Crate names and module paths:

  • Rust crates: openmesh-core, openmesh-api, openmesh-db, openmesh-cli
  • Module namespace: openmesh_core, openmesh_db, etc.
  • TypeScript packages: @openmesh/client, @openmesh/types
  • Domain: openmesh.chat

14. Rename to OpenCorde (from OpenMesh)

Date: 2026-03-16 Status: ACCEPTED

Decision: Rename project from OpenMesh to OpenCorde. Domain: opencorde.com (Cloudflare).

Rationale:

  • "OpenCorde" = "Open" + "Corde" (Latin: heart/harmony) — the opposite of "Discord" (disharmony). Immediately communicates "open Discord alternative" without naming it directly.
  • Provocative name — stands out in the self-hosted communication space.
  • .com domain is cheap — approximately 68 kr/year vs 445 kr/year for .chat.
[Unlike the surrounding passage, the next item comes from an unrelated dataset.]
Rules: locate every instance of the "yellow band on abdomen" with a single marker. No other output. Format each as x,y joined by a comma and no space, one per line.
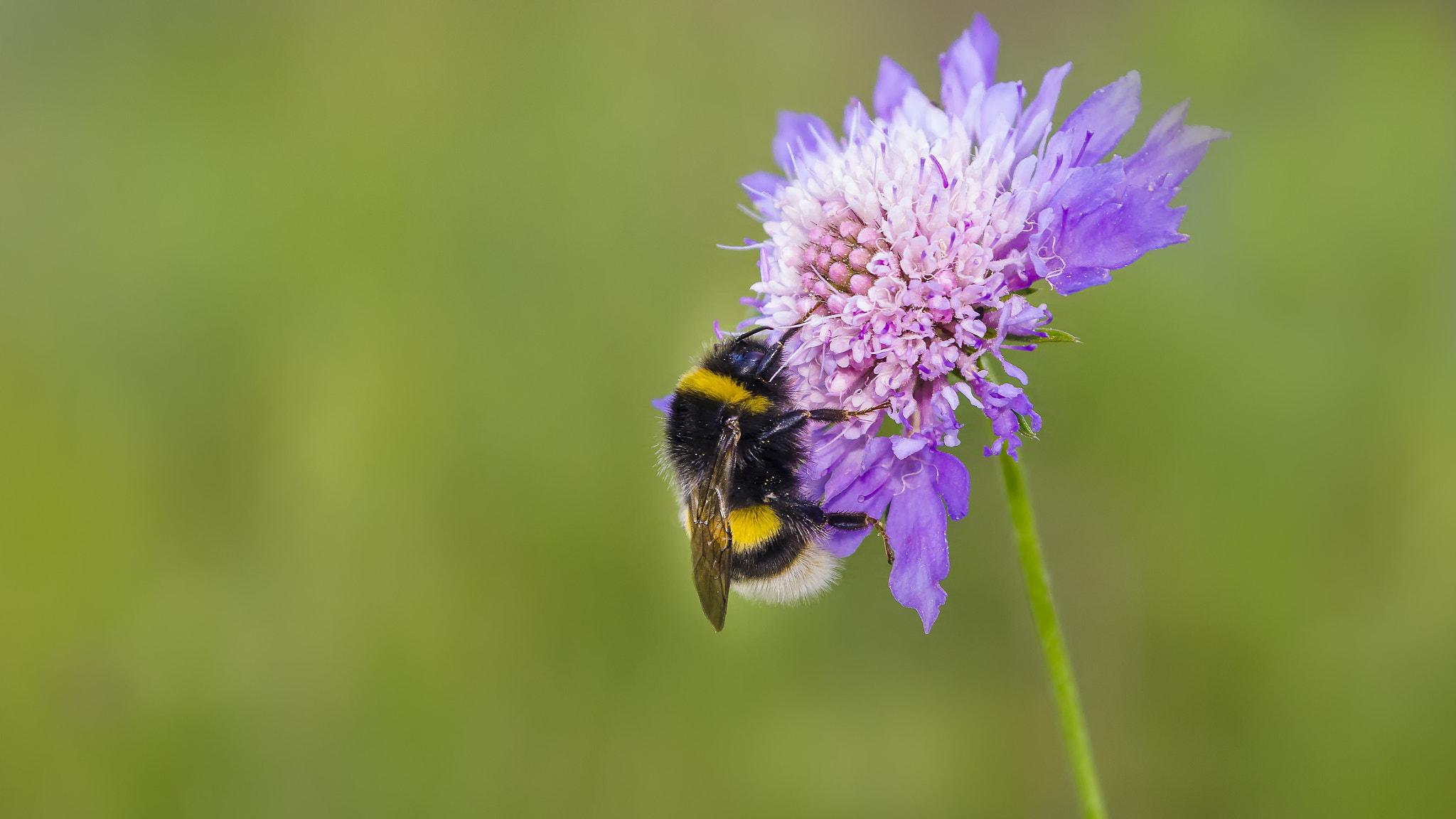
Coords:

Better for international branding.
  • Renewal history — previous domains cherichat.com and openmesh.chat also owned, ensuring no loss of investment.
  • Crate names update:
    • Rust crates: opencorde-core, opencorde-api, opencorde-db, opencorde-cli
    • Module namespace: opencorde_core, opencorde_db, etc.
    • TypeScript packages: @opencorde/client, @opencorde/types
    • Domain: opencorde.com
    • Container names: opencorde-postgres, opencorde-redis, opencorde-minio, etc.
    • Database/bucket names: opencorde

Rejected alternatives:

  • Keep OpenMesh: Strong name, but OpenCorde is more provocative and memorable.
  • Alternative TLDs: .chat and .io are expensive; .com is cheaper and more universal.

Rename history:

  1. Commune (internal codename)
  2. CheriChat (Discord clone, 2026-01-xx)
  3. OpenMesh (federation architecture, 2026-03-16)
  4. OpenCorde (current, 2026-03-16)

Decision Review Timeline

  • 2026-03-16: Decisions 1-14 finalized. Core MVP (decisions 1-10), federation architecture (11-12), project rename from CheriChat to OpenMesh (13), rename to OpenCorde (14).
  • Future phases: E2EE (OpenMLS) rollout, mesh federation server-to-server peering, bridge services (Discord, Slack, Steam), search (Tantivy), optional blockchain name registry.

How to Add a Decision

When a significant architectural choice arises:

  1. Create a new header ## N+1. [Title] with status (PROPOSED, ACCEPTED, REJECTED).
  2. Include: Decision, Rationale, Rejected alternatives, Date.
  3. If it affects the tech stack, update project-map.yaml.
  4. Link from ReadMeFirst.md's "Key Decision Log" section.
  5. Update tasks.md if it requires implementation.